Back in our village, we arrived at the beginning of Apritiborgo. This is a week long festival in which there is entertainment every night from 8 until midnight, street food vendors and a great atmosphere. Once we discovered what we needed to do after misunderstanding the estate agent’s Italian to think we had to get our ticket for our car otherwise we wouldn’t be able to get into the village all week – yes, there was disaster in the air about being trapped on a hill town in Tuscany for the first week of our holiday – not too dissimilar to finding ourselves in a walled town in Morocco in the middle of Ramadan last year – it’s been known to happen…don’t laugh! We got the first gift of the holiday by finding an English speaking Italian who told us it was free for resident (we were classed as residents) there’s that ‘freeeeeeeee’ again! It also referred to us as people rather than the car, so we were able to come and go into the village, although, as we discovered yesterday on arriving back a little later than anticipated, late parking ie: after 6pm, is more of a bun fight.
We have since been to the festival almost each evening, sampling the different street entertainment and food.

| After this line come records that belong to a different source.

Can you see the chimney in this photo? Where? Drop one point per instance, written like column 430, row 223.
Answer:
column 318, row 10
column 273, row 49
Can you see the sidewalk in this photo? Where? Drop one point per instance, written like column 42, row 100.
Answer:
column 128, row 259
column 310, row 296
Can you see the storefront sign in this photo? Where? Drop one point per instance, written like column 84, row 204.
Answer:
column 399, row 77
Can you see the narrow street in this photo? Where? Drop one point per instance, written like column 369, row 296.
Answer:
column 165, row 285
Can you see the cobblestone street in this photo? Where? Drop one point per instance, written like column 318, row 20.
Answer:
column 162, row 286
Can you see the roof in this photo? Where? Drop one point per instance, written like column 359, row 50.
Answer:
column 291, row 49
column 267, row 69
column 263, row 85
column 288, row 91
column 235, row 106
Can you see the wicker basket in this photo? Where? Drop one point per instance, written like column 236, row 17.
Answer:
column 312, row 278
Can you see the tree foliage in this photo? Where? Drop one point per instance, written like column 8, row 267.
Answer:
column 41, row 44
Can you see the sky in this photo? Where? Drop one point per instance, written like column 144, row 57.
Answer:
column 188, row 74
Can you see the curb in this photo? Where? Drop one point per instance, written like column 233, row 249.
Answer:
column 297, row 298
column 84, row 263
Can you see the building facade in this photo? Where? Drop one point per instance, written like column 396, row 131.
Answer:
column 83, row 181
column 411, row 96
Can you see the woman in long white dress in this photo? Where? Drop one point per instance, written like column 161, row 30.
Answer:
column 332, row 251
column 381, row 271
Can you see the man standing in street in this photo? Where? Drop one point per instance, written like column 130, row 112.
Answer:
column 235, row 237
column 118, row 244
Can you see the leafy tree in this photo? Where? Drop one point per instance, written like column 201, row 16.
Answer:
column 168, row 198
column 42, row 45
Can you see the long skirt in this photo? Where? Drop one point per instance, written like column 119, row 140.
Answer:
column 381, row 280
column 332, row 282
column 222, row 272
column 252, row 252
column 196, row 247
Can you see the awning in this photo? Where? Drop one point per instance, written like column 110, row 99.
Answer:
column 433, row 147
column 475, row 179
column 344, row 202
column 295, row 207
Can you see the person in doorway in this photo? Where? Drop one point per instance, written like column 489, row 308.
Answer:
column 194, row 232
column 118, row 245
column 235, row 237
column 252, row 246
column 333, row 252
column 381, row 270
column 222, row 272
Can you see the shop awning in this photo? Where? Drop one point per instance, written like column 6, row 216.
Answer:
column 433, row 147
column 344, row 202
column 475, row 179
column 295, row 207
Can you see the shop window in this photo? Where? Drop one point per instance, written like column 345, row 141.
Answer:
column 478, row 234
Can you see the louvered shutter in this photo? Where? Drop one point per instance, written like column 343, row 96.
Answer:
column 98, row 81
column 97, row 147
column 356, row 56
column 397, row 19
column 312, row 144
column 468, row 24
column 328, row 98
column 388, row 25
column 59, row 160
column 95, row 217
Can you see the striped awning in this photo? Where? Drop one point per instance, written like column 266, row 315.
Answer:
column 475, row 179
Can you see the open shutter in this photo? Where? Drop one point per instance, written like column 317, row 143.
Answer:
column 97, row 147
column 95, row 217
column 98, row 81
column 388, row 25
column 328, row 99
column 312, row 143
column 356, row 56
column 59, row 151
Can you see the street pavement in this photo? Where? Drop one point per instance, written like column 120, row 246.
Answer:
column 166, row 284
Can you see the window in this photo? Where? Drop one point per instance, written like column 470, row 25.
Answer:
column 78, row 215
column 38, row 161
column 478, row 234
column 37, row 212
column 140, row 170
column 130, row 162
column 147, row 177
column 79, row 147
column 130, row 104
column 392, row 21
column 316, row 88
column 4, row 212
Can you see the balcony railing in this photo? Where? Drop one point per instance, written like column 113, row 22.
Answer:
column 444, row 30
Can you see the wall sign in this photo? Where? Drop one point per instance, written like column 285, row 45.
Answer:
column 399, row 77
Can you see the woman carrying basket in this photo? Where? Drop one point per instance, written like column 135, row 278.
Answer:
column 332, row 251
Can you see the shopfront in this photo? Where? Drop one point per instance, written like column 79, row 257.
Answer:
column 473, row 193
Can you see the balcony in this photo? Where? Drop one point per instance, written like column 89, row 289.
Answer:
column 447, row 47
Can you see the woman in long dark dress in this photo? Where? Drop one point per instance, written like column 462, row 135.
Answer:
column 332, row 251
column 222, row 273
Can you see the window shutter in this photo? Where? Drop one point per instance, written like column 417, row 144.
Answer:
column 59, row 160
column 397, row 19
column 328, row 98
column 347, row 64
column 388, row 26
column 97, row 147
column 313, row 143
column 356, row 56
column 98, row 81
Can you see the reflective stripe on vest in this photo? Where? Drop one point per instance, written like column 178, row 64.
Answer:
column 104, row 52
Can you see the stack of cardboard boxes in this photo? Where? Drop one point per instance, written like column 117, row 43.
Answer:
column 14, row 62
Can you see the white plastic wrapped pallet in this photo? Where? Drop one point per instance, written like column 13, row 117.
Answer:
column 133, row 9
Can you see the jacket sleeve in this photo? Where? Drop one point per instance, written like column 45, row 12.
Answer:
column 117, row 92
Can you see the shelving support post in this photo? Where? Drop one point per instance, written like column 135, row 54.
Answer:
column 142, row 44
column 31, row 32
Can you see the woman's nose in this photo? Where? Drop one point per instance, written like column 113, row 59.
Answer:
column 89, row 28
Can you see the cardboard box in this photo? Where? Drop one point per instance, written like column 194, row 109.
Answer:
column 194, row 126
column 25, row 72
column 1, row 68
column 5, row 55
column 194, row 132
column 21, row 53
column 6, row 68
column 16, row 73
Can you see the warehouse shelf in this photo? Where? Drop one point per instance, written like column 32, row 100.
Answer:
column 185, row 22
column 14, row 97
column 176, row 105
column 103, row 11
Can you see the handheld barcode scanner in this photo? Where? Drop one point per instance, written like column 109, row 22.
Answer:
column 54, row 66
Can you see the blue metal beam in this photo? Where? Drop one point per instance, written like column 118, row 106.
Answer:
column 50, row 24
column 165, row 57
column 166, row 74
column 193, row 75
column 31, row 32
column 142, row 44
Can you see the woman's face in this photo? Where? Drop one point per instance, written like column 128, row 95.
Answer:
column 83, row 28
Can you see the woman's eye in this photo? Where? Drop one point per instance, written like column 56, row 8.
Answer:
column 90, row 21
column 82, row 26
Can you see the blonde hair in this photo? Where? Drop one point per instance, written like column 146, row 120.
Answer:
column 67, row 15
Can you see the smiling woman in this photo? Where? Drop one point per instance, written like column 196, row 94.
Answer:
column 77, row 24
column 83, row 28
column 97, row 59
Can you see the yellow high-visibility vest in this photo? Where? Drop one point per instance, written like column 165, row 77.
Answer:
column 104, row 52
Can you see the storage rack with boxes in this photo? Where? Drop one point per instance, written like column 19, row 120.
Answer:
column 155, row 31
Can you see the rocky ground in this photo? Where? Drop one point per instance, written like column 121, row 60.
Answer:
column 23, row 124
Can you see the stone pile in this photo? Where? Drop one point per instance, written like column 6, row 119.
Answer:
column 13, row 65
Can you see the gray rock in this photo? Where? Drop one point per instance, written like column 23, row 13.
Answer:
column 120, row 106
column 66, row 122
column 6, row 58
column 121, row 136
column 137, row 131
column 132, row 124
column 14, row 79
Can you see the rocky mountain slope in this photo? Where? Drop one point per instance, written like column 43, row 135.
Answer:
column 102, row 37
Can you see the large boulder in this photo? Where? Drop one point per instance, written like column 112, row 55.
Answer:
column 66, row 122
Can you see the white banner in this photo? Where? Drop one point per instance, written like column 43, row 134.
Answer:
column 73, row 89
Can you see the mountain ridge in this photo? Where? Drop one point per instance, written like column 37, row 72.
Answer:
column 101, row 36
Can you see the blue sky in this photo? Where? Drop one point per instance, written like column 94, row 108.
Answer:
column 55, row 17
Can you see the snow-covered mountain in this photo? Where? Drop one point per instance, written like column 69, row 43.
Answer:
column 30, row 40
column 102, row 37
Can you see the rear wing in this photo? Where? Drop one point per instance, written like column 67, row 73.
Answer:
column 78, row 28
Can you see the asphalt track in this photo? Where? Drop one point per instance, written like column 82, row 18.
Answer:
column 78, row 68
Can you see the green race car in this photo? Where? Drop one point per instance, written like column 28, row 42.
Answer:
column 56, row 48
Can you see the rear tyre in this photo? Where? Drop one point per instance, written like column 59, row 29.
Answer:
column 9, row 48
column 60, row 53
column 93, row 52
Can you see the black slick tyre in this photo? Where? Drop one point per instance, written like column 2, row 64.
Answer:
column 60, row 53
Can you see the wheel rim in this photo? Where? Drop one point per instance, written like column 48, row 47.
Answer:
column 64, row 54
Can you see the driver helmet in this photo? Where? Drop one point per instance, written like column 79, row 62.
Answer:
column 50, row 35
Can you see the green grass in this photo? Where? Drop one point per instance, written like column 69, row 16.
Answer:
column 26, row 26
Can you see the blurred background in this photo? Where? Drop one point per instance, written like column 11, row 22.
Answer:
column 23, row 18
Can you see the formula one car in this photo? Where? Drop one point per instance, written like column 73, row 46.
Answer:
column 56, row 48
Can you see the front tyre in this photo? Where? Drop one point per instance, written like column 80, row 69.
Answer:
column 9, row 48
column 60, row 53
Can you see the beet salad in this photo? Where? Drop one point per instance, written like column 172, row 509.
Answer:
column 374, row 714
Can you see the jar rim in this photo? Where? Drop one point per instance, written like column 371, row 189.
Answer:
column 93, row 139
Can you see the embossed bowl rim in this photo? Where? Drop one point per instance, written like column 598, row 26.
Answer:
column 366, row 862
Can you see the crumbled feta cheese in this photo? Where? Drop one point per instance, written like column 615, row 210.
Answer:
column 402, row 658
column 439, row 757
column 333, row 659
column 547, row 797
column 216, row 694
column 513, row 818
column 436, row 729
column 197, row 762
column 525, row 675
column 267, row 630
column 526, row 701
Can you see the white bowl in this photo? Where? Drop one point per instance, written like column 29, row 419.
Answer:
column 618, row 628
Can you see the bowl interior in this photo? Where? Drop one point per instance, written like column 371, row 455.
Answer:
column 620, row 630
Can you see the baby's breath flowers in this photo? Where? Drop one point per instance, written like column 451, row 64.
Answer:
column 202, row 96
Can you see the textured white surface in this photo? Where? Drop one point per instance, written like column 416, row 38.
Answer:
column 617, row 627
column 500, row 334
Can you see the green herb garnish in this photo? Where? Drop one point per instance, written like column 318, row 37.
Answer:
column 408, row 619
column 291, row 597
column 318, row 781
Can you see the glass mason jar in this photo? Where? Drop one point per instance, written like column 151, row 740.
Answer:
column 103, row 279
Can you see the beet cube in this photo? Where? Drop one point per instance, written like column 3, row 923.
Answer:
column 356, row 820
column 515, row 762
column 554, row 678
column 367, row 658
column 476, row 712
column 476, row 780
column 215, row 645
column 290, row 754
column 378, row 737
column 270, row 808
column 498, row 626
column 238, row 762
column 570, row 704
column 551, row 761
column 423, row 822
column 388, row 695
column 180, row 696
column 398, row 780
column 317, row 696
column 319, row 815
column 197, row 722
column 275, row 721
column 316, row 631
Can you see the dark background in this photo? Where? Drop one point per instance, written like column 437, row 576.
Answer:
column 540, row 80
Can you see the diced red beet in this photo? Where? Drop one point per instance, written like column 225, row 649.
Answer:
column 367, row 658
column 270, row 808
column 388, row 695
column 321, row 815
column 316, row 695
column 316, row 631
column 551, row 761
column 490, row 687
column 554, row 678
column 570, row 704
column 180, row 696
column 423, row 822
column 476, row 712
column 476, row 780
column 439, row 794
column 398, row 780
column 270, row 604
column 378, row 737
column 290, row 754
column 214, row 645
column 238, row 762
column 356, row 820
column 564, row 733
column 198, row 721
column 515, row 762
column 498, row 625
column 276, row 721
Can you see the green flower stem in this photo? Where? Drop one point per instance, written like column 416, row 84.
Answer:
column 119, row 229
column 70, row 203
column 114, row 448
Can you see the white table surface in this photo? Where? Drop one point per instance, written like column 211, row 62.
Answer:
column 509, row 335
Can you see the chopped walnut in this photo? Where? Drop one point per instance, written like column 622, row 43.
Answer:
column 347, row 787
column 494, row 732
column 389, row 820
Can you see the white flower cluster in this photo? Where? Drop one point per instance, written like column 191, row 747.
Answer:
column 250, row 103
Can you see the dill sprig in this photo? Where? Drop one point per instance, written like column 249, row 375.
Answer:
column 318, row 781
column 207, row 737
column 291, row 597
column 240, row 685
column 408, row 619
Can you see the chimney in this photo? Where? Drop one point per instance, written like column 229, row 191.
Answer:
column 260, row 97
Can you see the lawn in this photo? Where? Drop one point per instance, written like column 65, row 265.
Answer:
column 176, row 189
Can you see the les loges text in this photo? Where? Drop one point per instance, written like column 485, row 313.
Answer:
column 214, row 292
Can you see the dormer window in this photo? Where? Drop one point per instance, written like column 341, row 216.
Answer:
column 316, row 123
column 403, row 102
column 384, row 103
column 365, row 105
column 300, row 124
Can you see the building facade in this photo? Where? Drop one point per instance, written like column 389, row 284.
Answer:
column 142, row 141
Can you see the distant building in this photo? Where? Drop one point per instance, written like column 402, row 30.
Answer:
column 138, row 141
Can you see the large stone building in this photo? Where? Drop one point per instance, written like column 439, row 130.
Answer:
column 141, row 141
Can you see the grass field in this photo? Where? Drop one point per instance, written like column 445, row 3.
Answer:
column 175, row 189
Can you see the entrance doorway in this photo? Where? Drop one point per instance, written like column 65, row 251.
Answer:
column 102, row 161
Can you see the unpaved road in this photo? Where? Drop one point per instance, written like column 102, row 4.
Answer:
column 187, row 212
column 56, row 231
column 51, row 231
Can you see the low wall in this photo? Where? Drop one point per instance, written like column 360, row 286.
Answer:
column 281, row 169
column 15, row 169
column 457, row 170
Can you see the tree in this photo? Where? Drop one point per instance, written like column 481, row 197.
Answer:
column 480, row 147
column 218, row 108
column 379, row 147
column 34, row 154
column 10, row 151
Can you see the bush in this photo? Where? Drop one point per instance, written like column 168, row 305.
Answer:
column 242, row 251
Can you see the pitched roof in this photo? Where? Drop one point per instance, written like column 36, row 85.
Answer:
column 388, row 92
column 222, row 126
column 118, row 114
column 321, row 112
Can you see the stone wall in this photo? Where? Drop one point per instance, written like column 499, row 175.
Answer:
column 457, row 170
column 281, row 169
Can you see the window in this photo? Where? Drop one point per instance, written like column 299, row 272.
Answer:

Wild boar Panini at dusk, overlooking vinyards, sat at the foot of a ruined castle seems somewhat light years away from the fact that it’s a really just an overblown hot dog in the park. The mood and atmosphere was lovely. Of course, no evening would be complete without sampling yet another couple of flavours from the local gelateria in the main square. Our rating for our local gelateria is 7/10. It loses marks on the presentation and the fact that they ran out of two flavours on day two of our stay and we’ve yet to see them return, instead they have been replaced with ‘milk’ flavour and ‘cream’ flavour, which in my book is a bit of a cop out considering that cream/milk is the number one ingredient anyway! So far we have a list of flavours that do NOT go together and a list of flavours that really, really do. My favourite is mela verde and mango…I’ll leave you to your Italian dictionaries to figure it out.